Net income for the quarter on a GAAP basis was $238.3 million, or $1.65 per share, up from the $185.6 million, or $1.27 a share, the company reported one year earlier. On a non-GAAP basis, net income for the quarter was $263.7 million, or $1.82 per share, up from last year’s $229.1 million, or $1.57 per share.
CDW beat revenue expectations by $580 million, GAAP earnings per share by 43 cents, and non-GAAP earnings per share by 31 cents, according to Seeking Alpha.
For all of fiscal 2020, CDW reported revenue of $18.47 billion, up 2.4 percent over the $18.03 billion the company reported for fiscal 2019.
Net income for the year on a GAAP basis was $788.5 million, or $5.45 per share, up from $736.8 million in 2019, or $4.00 per share. On a non-GAAP basis, net income for fiscal 2020 was $954.4 million, or $6.59 per share, up from $902.1 million in 2019, or $6.10 per share.
CDW had a total of 9,982 employees at the end of the year, which was just two higher than at the end of the third quarter.
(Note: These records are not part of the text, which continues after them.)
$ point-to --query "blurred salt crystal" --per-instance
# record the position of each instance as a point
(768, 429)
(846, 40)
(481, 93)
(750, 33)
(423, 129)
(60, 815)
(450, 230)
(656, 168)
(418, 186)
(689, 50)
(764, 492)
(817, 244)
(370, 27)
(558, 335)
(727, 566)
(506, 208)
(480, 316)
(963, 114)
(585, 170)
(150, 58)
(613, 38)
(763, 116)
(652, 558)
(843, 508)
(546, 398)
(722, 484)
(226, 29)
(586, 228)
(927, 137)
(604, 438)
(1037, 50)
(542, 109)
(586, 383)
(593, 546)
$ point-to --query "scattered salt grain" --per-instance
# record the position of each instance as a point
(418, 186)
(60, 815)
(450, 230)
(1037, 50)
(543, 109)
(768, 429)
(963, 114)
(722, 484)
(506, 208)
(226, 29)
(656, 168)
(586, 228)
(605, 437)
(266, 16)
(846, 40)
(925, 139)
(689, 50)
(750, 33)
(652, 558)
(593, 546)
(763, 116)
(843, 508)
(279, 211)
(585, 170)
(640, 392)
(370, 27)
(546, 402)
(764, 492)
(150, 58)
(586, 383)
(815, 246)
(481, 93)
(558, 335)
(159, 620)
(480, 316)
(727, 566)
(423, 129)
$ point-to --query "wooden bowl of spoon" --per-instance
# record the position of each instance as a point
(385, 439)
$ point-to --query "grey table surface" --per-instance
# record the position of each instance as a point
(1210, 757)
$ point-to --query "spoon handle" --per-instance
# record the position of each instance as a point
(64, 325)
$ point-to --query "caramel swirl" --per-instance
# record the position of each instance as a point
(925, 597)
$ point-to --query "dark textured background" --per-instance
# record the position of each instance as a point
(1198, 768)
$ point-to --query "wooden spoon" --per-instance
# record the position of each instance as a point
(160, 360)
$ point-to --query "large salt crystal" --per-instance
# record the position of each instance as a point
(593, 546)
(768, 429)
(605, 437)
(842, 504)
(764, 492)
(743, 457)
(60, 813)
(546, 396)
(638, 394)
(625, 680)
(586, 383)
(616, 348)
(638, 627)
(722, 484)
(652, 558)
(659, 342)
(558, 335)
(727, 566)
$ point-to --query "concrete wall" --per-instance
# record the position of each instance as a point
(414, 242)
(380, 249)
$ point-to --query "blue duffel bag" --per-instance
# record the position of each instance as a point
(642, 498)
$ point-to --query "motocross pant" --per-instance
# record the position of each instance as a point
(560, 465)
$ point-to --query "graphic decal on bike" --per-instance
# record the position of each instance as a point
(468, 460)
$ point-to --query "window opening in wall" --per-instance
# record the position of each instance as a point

Over the year, total headcount rose by 86 people, driven by an increase of about 150 customer-facing co-workers, including from the IGNW acquisition, which was partially offset by a decrease in the number of non-customer-facing employees.
Looking ahead, Collin Kebo, CDW senior vice president and chief financial officer, said CDW expects U.S. IT market growth to be between 2.5 percent and 3.0 percent, and that CDW’s net sales should grow 200 to 300 basis points faster than the market for the full year of 2021.
CDW also expects non-GAAP operating income margin to increase around 7 percent over fiscal 2020 and expects to report non-GAAP earnings per share in the mid to high single-digits, he said.
When asked by an analyst about which factors will drive growth in fiscal 2021, Leahy said remote work and remote “everything” will continue to be a big factor.
“Everyone will not be going straight back to work, and we think it will be a work-from-everywhere kind of situation,” she said.
A continuing trend towards digital acceleration will play to CDW’s strengths across its full stack offerings including cloud, services, software, and hardware.
“[This] plays very well with our customers because customers are always full stack and they‘re looking for a full solution,” she said. “So as they think about combined multi-vendor, multi-component solutions, CDW is a great partner for them. And we can take them from the very front end of advising and designing to building, implementing, integrating, orchestrating and managing.”